Dump truck driver’s actions avert tragedy

PORT ANGELES — First came the earsplitting scraping, then the deafening boom and the cloud of sand.

In the silence that followed, witnesses heard the footsteps of more than a dozen people running to the scene, most of them frantically punching 9-1-1 on their cell phones.

An Olympic National Park dump truck laden with sand lost its brakes at about 7:45 a.m. Friday on the grade down Mount Angeles Road, said Port Angeles Police Sgt. Jack Lowell.

The truck barreled across Park Avenue and Lauridsen Boulevard, past school children waiting to cross the street.

It turned onto its side at Ninth Street, witnesses said, and skidded for a block on Race Street before stopping just short of the Eighth Street intersection.

Other witnesses of the crash praised the driver, Paul Duce of Port Angeles, for slowing the truck as much as he could by dumping its load to reduce weight and lowering the blade of his snowplow onto the pavement.

They said the blade appeared to catch the curb near Ninth Street, sending the northbound truck into the southward lanes, where it turned onto its side.

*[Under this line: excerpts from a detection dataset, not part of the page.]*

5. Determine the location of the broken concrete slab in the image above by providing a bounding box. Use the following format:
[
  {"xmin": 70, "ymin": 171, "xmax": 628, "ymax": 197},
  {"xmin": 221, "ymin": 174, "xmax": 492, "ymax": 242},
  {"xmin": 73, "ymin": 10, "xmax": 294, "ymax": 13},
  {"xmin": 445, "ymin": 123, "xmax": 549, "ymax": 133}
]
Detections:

Duce was treated and released from Olympic Medical Center.

No one else was hurt.

“At least a half-dozen people came up to me and said they should give that driver an award,” Lowell said.

“With the potential the incident could have had, it turned out to be very minor.”

Duce, a park employee since 1982 and a heavy equipment operator the past 5½ years, spreads sand regularly on often-snowy Hurricane Ridge Road and removes rocks that have slipped to the pavement.